8 great tips on how to get the best pictures on your wedding day from industry photographic pro, Paul Barnett. We’ve  all heard the harrowing stories, or at least have second hand knowledge, of a less than great wedding photography experience.  The digital photography revolution that a decade ago turned Kodak’s home base of Rochester, New York into a ghost town has spawned multitudes of both fabulous as well as horrific wedding photographers.

In an effort to bring clarity to this quagmire, Paul Barnett asked 35 wedding planners in 6 major markets—San Diego, Los Angeles, San Francisco, New York, Dallas & Miami—to list the top wedding photography complaints from both their clients as well as their own professional interactions.

1.  Unprofessionalism

Poor business skills, phone calls or emails not returned. Most commonly, this lack of communication with the client accrued after the deposit was paid.

“She seemed like my best friend during the initial meeting, but after signing the contract, my calls and emails were never returned!”

Use only a well-referred photographer that has your wedding planner’s stamp of approval. Search reviews on Google and look for repeated red flags.

2.  The Inflated Ego

The photographer behaved as if the day was centered around his artistic endeavor.  He did not work as a team player with the wedding planner or other vendors.
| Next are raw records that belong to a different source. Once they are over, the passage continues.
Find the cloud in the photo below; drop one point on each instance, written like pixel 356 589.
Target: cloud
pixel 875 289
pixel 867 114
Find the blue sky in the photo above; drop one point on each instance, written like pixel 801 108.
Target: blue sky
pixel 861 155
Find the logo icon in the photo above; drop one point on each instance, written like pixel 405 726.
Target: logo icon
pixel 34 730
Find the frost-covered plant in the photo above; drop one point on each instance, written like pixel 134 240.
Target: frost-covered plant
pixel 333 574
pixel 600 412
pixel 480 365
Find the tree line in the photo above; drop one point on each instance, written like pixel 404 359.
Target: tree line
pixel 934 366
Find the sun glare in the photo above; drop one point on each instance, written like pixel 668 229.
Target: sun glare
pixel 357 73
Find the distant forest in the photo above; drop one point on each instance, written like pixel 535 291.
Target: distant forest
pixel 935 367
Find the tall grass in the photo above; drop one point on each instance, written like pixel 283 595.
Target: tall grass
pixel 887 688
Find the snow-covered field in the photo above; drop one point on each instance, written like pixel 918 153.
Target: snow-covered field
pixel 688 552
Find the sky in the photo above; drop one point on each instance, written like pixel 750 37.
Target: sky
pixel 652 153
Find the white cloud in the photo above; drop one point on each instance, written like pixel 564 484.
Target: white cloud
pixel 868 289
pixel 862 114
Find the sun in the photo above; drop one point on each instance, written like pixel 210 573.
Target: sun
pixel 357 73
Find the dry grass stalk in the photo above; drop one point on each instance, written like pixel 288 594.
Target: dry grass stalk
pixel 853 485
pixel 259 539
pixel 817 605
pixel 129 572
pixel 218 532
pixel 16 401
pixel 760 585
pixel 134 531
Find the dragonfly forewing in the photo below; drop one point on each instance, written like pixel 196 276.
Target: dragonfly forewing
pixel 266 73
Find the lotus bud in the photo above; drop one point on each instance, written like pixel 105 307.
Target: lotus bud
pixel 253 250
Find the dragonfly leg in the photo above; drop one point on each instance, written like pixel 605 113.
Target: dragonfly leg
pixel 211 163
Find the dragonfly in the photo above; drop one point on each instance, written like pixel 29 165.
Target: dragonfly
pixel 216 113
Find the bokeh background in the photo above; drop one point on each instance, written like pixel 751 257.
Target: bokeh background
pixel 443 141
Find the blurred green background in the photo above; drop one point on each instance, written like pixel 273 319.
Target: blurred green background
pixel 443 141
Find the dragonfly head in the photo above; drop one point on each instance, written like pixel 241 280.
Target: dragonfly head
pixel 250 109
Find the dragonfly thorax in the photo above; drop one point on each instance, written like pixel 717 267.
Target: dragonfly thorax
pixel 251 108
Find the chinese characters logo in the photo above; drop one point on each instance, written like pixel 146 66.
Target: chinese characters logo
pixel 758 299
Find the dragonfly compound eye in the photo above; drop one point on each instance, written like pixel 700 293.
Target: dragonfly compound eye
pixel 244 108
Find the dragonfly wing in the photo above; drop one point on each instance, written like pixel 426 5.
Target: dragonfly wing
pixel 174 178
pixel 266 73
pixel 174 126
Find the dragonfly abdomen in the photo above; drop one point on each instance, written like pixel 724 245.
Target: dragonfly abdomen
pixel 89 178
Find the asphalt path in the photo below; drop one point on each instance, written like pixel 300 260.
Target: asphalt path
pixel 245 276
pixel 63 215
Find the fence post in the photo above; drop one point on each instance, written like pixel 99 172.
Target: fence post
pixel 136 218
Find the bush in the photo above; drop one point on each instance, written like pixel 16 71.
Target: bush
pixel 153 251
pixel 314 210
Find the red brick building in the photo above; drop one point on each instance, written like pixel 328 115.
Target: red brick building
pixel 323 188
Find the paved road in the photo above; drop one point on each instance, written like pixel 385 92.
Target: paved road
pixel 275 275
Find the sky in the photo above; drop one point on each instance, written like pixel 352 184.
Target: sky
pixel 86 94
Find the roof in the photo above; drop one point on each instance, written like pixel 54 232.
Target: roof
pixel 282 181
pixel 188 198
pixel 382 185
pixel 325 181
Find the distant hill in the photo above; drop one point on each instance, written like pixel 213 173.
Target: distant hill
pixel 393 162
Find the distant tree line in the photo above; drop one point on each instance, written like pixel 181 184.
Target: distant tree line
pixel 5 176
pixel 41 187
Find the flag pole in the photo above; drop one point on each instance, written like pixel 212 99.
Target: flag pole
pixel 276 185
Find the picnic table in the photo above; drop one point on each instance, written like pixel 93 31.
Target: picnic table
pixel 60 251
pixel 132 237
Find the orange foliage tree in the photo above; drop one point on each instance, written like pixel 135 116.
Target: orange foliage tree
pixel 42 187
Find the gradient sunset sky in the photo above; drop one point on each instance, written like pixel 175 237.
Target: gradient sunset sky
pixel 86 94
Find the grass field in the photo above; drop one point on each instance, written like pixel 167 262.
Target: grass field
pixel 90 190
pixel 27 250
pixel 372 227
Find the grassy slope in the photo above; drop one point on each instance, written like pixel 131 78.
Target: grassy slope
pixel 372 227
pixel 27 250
His vision of the “perfect shot” often did not take into consideration the client’s taste or desire.

Bring this concern up during the interview process. Don’t be afraid to ask pointed questions, such as, “Describe your perfect shot.”


3.  Bad Timing

The photographer was not able to photograph large families in a timely manner. He ignored the wedding planner’s time line and took too much time photographing the bride & groom, thus delaying the start of the reception.

It’s best to have a final wrap-up meeting with your photographer prior to the wedding day. During that meeting, walk through the timeline, and map out locations and specific time slots for family & group photos. Always be sure to include your wedding planner in any timeline discussion.


4.  Social Grace or Lack Thereof

 This was a big one! Here’s just a small sampling of the feedback:

“ Without his camera, he stood in line to congratulate us after the ceremony!”

Most of these red flags can be avoided by just meeting in person with the photographer. It sounds obvious, but many studios employ a handful of “protégées” and simply say “the photographer” will arrive on the wedding day.  Before blindly hiring your photographer, consider the fact that this person will be with you and your family for several hours on your wedding day!  

5.  Slow Delivery

Simply put: It takes way too long to see the proofs after the wedding

FYI, Speedy delivery time for the digital proofs is under 10 days. Average is 10-20 days, beyond 30 days is ridiculous! Read your contract. If a delivery date is not specified, ask. 

6.  Missing Subjects in the Photographs

There were tons of shots of my really pretty bridesmaid, but there is not one shot of the groom’s parents. Where’s Grandma?!

This can usually be avoided by clearly spelling out ahead of time exactly what your expectations are. Provide a punch list of family members. Be specific! Tell your photographer who is your favorite uncle, your best friend and if needed, the relative to watch out for.   


7.  Too Much Photoshop

The common complaint: Blown out, manipulated color that misses the real version.  Many hours are spent deciding on the perfect shade of periwinkle. Blow out the color, or over-saturate in Photoshop and the mood and flavor that was painstakingly crafted is completely changed.

When looking through the sample photos, ask yourself if these will hold the test of time, or if in 10 years you’re going to look back and say, “wow that’s so 2012!”

8.  Over or Under Editing

Ah yes, post production… The most common complaint was receiving a DVD with too many redundant shots. The edit was superficial at best, and left the bride and groom overwhelmed. The opposite, however, was worse… the over-edit.  The “story of the day” was thin, with many wonderful moments either missed or deleted.

When interviewing a photographer, ask to see not only a complete wedding, but ask to see a complete set of proofs. Ideally, a set of proofs from a wedding similar to yours and shot fairly recently.

We hope you found this advice to be beneficial! Happy Wedding Snapping.